Source: Resident, nursing staff, medical records, and granddaughter.
Chief Complaint: Nursing staff is concerned about new red linear
rash on resident’s chest. Rash has appeared within past two days, and
nursing staff has noticed resident scratching chest. There has been a
recent outbreak of scabies at the nursing home, however, the
outbreak was not on this resident’s floor, and she has received one
KWELL treatment one week ago. Resident has had no known exposure
to any residents or staff infected with scabies.
Past Medical History:
General Health: Good.
Childhood Illnesses: No information.
Immunizations: 5/88 neg. mantoux, 11/92 vaccine.
Adult illnesses: 3/90 disseminated herpes zoster.
Psychiatric Illnesses: None.
Operations: R cataract extraction with implant, 1979
Injuries: Hx of fractured wrist due to fall (again, unable to determine
from the records the exact date, or which wrist, granddaughter states
it was about 1986) forehead laceration due to fall, 7/90.
Hospitalizations: Childbirth x 3, 3/90 for above mentioned
disseminated herpes zoster and for cataract operation.
Medications:
Sorbitol 30cc op BID
Lasix 40mg op DQ
Xanax .125mg QD
Niacin 50mg po QD
Dulcolax supp. One PR QD PRN
Lotrimin Cream topical PRN
Chlortrimentin 4-8mg po Q 6 hours PRN
MOM 15-30cc po QD PRN
Allergies: Keflex, Penicillin, Dyazide (unable to determine from records
what type of reaction resident had to these drugs). Has adverse
reaction to Haldol, Mellaril, Ativan. Resident also has hay fever.
Habits:
Diet: Resident is a total feed. Receives three meals a day in the dining
room at the N.H.
Exercise: Resident is wheelchair bound, has received P.T. and O.T. in
the past.
ETOH: Never.
Tobacco: Never.
Sleep: Nursing staff reports that resident takes two naps during the
day and appears to sleep well during the night.
Family History:
Mother died age 70s had breast CA and CHF.
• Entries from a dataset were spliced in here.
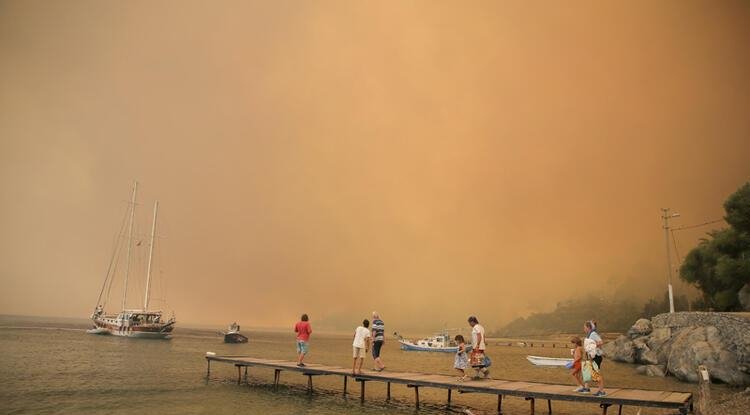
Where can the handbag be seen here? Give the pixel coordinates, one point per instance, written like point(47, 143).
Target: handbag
point(595, 375)
point(477, 358)
point(586, 370)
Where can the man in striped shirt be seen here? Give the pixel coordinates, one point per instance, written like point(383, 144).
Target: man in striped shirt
point(378, 337)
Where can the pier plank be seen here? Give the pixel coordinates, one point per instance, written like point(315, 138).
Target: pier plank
point(528, 390)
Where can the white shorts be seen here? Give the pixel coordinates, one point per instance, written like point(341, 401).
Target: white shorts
point(358, 352)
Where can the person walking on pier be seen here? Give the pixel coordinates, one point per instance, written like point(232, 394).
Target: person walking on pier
point(479, 361)
point(378, 338)
point(595, 353)
point(461, 362)
point(360, 346)
point(303, 330)
point(575, 366)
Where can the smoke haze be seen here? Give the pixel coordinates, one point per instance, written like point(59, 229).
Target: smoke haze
point(429, 160)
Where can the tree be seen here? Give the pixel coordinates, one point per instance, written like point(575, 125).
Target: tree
point(720, 265)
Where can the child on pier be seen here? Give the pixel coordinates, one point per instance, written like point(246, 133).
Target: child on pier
point(462, 361)
point(360, 346)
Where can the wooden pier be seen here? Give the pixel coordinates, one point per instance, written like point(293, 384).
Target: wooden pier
point(530, 391)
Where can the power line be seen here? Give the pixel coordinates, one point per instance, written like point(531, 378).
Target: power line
point(682, 228)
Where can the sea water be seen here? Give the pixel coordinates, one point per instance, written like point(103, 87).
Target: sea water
point(53, 367)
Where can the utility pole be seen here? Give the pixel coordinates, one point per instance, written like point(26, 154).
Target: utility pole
point(666, 216)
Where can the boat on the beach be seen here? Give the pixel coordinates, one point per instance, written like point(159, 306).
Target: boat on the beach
point(440, 342)
point(233, 334)
point(129, 322)
point(548, 361)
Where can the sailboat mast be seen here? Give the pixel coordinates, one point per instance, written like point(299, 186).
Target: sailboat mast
point(150, 256)
point(130, 244)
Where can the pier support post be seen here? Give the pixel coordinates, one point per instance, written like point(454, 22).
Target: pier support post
point(361, 390)
point(416, 394)
point(276, 377)
point(531, 404)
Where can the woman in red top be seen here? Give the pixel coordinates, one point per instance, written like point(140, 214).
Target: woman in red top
point(303, 330)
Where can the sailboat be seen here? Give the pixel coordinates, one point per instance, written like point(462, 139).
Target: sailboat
point(129, 322)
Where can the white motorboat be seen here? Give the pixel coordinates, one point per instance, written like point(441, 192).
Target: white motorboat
point(548, 361)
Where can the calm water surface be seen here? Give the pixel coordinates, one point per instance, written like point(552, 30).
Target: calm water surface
point(55, 367)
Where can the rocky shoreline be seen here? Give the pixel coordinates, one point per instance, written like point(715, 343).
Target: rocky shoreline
point(675, 344)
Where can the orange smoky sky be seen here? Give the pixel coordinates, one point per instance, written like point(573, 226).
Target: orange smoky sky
point(426, 159)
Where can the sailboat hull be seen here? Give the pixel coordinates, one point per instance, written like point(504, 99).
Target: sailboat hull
point(122, 328)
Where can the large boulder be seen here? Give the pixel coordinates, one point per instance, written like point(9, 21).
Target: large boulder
point(693, 346)
point(642, 327)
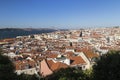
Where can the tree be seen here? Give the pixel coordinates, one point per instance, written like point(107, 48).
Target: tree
point(68, 74)
point(7, 70)
point(108, 67)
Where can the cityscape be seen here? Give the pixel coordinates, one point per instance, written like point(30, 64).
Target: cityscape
point(49, 51)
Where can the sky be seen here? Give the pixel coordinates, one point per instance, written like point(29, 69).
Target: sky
point(59, 13)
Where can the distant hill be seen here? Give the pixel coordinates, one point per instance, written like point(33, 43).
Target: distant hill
point(13, 32)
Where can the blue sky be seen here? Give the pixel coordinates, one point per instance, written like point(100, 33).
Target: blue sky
point(59, 13)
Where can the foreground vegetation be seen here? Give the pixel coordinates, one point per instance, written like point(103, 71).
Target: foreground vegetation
point(107, 68)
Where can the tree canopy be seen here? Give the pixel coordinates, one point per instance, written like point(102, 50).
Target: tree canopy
point(108, 67)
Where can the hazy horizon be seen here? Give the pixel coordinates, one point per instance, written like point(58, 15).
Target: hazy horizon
point(61, 14)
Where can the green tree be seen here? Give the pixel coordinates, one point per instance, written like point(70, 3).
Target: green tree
point(68, 74)
point(108, 67)
point(7, 70)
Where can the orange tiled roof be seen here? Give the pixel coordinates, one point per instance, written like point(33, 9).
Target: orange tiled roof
point(56, 66)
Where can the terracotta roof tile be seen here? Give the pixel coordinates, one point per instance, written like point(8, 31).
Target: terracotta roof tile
point(77, 60)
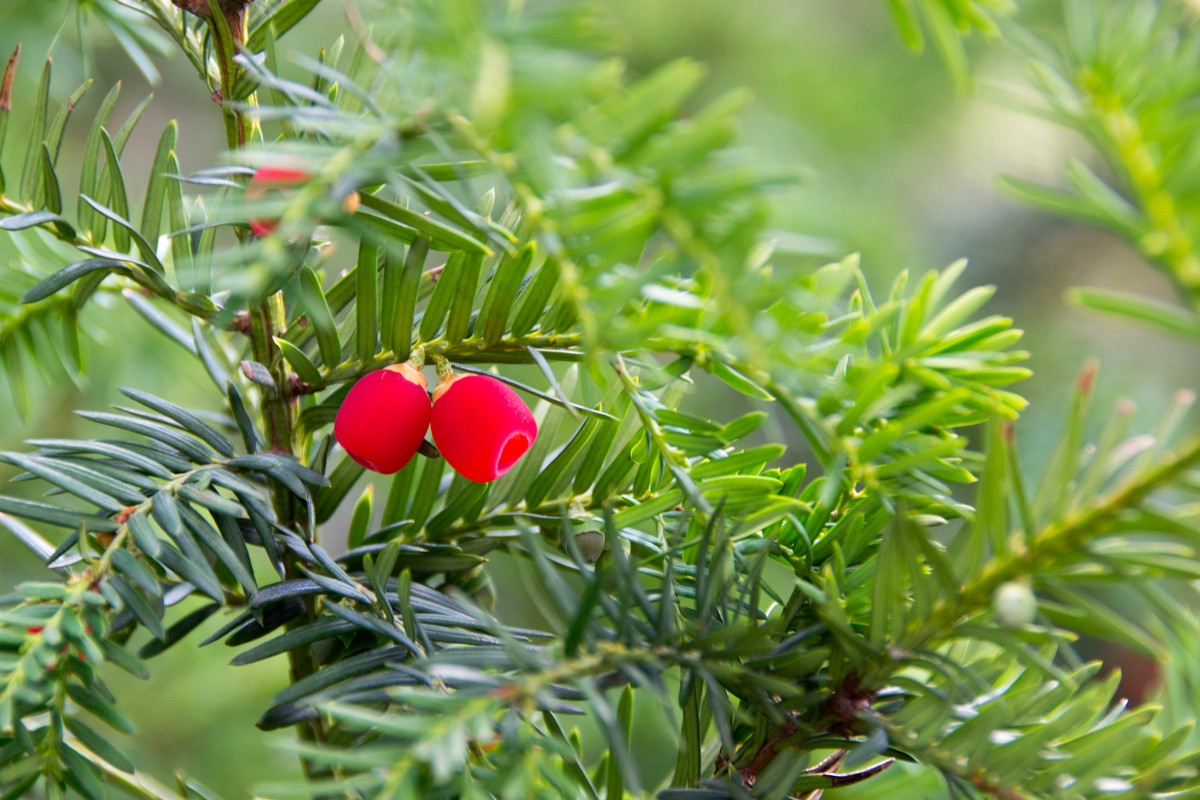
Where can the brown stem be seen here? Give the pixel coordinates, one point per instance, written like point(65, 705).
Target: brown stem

Father died age 70s had CHF and MI.
One brother died in infancy, accidental death.
One brother age 70s healthy.
One brother age 70s had mental illness and seizures.
One sister died age 60s accidental death.
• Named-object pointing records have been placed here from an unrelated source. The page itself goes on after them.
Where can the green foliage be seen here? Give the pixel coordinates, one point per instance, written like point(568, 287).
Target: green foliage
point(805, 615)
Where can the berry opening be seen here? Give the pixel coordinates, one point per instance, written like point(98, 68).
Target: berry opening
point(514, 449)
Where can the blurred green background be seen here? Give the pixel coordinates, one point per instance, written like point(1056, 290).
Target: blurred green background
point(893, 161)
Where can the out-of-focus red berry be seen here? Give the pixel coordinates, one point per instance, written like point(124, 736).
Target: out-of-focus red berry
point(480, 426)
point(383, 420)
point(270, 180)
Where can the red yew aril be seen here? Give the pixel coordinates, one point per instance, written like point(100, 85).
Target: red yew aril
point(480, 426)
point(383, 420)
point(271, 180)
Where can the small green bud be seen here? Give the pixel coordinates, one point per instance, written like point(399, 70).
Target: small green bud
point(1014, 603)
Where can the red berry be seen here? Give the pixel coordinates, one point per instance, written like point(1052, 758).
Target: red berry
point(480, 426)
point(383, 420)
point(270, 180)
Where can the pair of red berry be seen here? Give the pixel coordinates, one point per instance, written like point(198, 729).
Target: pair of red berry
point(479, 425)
One sister died age 50s cervical CA.
One daughter age 63 healthy except for hay fever.
One daughter age 61 recently had pancreatitis.
Psychosocial:
Resident was born in N.J. Grew up in Iowa. Married, had 3 daughters.
Husband owned his own business and Pt. was a full-time housewife.
She has 6 grandchildren, and 9 great-grandchildren, prior to
placement at the home in 1988, she lived in her own home. She was
active in Sons of Jacob and attended Temple. She enjoyed music and
reading. She continues to enjoy listening to music. Family is very
supportive, with her granddaughter seeing her daily, and her
daughters seeing her several times a week.
Review of Systems:
General: Pt. has been relatively healthy throughout her adult life.
Skin: Hx of disseminated herpes zoster 3/90.
Head: No hx of head injuries.
Eyes: Has glasses but refuses to wear the, unable to determine last
eye exam, bilat cataracts.
Ears: No hx, unable to determine last audiology exam.
Speech: Nonverbal due to several small CVAs over past 2-3 years.
Speech path. Eval 9-93.
Nose and Sinuses: No hx.
Neck: No hx.
Breasts: No hx, pt. unable to do SBE.
Respiratory: No hx, last CXR 1990.
Cardiac: HTN x 10+ years.
GI: Occasional constipation – treated with stool softeners, nursing staff
reports good appetite.
Urinary: Pt. incont. X 2-3 years, wears protective undergarments, no
hx of UTI.
Genito-Reproductive: Unable to determine age of onset of menarche or
menopause, para 2.
Musculoskeletal: In W.C. x 2 years, contractures in hips and knees.
Peripheral Vascular: No hx.
Neurologic: Several TIAs, non-communicative, demented.
Hematologic: Chronic anemia.
Psy: No hx.
Endocrine: No hx.
PHYSICAL EXAM:
General: Resident is in bed for exam, appears comfortable, smiles at
questions and introductions, does not answer questions or follow
commands except for responding “yes” when asked if she was born in
N.Y. Pt. un-cooperative at times during the exam, pushing my hand
away.
V.S.T.: 99 B/P 128/80 RR: 16 HR 69 Wt. 125# Ht: Not listed.
Labs 8/93:
Bun 51 K 3.5
Creat 2.3
Chol 248
Trig 96
HGB 10.5
Uric Acid 11.8
Skin: Pale, warm and dry. Several 2-3 cm linear red lines across
chest, good turgor, no lesions noted.
Head: Gray hair, no lesions or deformities.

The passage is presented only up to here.